JAILED: Kyogle mother and son sentenced over ice dealing
A KYOGLE mother and son have been jailed for two years and 18 months respectively for their involvement in wholesale "bulk buys" of the drug ice to fund their out of control addiction.
The Lismore District Court heard that Nicola New, 44, and son Richard John Matthews, 23, had substantially rehabilitated the destructive habit and shown genuine remorse since their arrest last year, but their good intentions weren't sufficient to spare them jail time.
Judge Laura Wells said the co-offenders were involved in a "considerable supply activity of this drug which wreaks a great deal of havoc on people in the community... particularly rural communities".
She said the court had to deal with crimes of "violence, sexual assault, and other drug offences" on a regular basis because of ice addiction.
"These two offenders have contributed to that problem in society," she said. "The only appropriate sentence is of imprisonment."
New, Matthews, and Matthews' father and New's former partner Thomas John Kedwell, also known as John Matthews, were involved in arranging wholesale purchases of mainly between 14-28g of the drug on several occasions between May and August last year from Queensland.
During sentencing submissions yesterday both offenders told the court they bought the drug for personal use, but they also sold to others to fund their own habit.
The bulk buys were pre-arranged and negotiated with all parties involved but it was Kedwell who was the "prime mover" in the enterprise assisted by New and Matthews who provided transport and cash on occasions.
Police raided their Roseberry properties north of Kyogle on September 2 last year after five months of surveillance and they were charged with supplying an indictable quantity of the drug.
In sentencing on Wednesday, Judge Wells said the trio "assisted not to only themselves but other drug uses to obtain these drugs at a reduced rate".
"The role generally they engaged in could be described as facilitators of supply... a step or two up from those user dealers at street level or the bottom of the chain."
She said their enterprise was "not particularly sophisticated" but they were "relatively organised and consistent" with their purchases over the five month period.
"It is estimated that the dollar value of the amount brought into the state they had in their possession came to about $55,000... that is for the three of them."
Giving evidence on Tuesday, Matthews estimated that about half of of that was for personal use; New was unclear.
Judge Wells said the pair had made "considerable proactive efforts" to rehabilitate themselves of their "longstanding" drug problems since their arrest, noted many drug offenders did not take that level of responsibility or commitment to turn away from the drug lifestyle.
In her opinion, both had "better than average prospects of rehabilitation".
Matthews was in a stable relationship and had a new child of his own to support, as well as two step children. By all accounts the relationship had a "very positive effect upon him" as well as his engagement in employment and the community.
New, a mother of two teens and a dependent husband, had a "forced detoxification" in custody last year which helped her remain free of drugs since.
She had shown "insight into her offending" and identified her drug use and mental health as contributing factors, Judge Wells noted.

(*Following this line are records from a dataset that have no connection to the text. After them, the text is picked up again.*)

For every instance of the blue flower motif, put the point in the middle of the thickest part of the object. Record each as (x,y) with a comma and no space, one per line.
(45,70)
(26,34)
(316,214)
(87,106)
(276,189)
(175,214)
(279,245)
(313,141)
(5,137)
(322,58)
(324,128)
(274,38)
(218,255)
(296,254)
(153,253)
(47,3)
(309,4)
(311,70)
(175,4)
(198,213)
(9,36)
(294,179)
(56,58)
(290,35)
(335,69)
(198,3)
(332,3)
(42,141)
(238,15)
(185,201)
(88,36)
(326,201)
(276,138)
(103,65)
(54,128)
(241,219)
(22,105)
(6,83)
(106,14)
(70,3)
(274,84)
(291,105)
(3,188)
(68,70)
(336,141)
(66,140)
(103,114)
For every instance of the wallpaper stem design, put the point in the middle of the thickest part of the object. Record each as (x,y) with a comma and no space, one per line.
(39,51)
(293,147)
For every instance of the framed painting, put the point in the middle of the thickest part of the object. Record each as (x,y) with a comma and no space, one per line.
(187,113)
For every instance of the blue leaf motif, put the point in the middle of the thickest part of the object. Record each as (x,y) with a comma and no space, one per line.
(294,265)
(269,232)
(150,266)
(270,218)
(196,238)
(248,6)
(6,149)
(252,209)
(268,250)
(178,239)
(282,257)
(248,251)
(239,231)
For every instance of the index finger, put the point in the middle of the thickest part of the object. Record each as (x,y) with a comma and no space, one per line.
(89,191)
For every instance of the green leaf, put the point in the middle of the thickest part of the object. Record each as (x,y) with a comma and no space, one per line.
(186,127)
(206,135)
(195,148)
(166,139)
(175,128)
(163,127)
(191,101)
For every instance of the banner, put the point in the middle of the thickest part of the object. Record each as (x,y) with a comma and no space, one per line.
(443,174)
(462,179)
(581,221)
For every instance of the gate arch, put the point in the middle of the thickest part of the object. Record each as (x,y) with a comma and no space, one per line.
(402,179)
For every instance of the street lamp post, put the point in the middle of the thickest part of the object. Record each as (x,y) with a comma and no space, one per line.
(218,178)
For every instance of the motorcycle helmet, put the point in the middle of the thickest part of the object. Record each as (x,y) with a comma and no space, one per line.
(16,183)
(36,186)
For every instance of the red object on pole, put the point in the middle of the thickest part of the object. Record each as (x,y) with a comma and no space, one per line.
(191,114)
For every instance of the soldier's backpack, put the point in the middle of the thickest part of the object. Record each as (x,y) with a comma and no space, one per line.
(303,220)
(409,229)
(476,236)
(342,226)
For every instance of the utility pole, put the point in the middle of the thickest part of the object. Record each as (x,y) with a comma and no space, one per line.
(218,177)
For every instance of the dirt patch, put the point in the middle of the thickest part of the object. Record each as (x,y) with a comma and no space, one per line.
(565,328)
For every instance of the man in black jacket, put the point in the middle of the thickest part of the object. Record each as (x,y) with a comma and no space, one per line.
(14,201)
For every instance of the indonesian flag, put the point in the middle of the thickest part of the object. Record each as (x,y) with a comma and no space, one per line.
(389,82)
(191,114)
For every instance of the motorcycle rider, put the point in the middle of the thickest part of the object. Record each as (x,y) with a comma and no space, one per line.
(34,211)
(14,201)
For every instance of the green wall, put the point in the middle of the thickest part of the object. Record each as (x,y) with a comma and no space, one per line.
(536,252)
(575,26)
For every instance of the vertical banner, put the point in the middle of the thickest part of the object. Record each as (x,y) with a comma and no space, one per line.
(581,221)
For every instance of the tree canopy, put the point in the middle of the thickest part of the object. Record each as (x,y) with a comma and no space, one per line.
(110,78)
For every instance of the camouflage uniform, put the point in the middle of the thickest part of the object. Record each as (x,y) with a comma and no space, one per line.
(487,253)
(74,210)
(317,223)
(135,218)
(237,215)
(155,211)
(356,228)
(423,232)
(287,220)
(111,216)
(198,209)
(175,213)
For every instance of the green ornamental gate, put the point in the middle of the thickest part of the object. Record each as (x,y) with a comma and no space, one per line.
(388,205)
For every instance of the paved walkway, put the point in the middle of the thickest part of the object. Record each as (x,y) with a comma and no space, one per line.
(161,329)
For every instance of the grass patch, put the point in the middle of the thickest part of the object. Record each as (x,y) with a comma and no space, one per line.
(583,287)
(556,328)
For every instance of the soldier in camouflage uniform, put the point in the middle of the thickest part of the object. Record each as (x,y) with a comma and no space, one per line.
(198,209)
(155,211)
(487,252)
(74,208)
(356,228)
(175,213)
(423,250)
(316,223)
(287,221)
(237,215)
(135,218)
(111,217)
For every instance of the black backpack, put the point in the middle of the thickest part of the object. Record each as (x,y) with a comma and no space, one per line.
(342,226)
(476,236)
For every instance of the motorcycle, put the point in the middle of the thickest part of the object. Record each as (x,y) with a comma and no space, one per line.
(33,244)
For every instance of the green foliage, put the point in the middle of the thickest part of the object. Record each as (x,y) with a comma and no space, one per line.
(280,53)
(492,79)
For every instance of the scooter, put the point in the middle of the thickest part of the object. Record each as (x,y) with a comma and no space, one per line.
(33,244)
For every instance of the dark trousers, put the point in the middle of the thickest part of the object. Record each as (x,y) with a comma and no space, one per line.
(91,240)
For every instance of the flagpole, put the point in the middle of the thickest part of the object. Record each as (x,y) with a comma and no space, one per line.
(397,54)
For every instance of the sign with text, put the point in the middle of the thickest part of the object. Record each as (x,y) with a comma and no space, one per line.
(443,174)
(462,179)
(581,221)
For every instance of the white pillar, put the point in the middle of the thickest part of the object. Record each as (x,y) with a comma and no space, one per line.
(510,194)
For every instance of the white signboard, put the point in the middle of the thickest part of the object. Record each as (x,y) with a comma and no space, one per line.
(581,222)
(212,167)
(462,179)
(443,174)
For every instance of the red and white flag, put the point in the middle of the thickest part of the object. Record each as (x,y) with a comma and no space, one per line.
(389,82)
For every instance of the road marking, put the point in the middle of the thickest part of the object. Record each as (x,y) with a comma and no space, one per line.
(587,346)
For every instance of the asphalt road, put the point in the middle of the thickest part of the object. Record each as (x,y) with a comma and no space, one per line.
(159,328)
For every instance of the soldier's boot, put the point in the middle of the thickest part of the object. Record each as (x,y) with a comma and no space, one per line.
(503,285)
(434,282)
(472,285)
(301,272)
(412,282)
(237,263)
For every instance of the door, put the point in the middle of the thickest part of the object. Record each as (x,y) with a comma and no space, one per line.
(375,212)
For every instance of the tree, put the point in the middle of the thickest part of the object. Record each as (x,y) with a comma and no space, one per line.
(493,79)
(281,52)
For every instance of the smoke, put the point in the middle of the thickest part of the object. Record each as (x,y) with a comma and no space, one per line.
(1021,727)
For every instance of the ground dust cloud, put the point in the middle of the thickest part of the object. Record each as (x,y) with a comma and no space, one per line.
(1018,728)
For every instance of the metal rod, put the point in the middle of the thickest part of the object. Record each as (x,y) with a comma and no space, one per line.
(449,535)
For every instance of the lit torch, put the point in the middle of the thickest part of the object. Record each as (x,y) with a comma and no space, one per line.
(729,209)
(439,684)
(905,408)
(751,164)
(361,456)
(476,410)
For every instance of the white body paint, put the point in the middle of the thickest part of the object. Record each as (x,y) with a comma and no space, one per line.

"That is a great credit to them and I also note they are inspired by the need to care for their children in relation to the efforts they have made," she said.
However, she said: "The court in relation to serious offences such as the offence each of them faces must pay due regard to ensure they are punished and the penalties deter not only them but other people."
New was sentenced to a non-parole period of two years in jail.
The court was more lenient with Matthews who had been exposed to a background where these sorts of activities are normalised" and faced the "pressure of loyalty to both his parents in this enterprise".
He was sentenced to a non-parole period of 18 months' jail.
It was a sad day for their family members, several who wept openly as Judge Laura Wells delivered her sentences.
New will be eligible for parole on August 27, 2019 taking into account time served.
Matthews will be eligible for release on March 4, 2019.
Kedwell faces sentencing in the Lismore District Court on February 23 next year.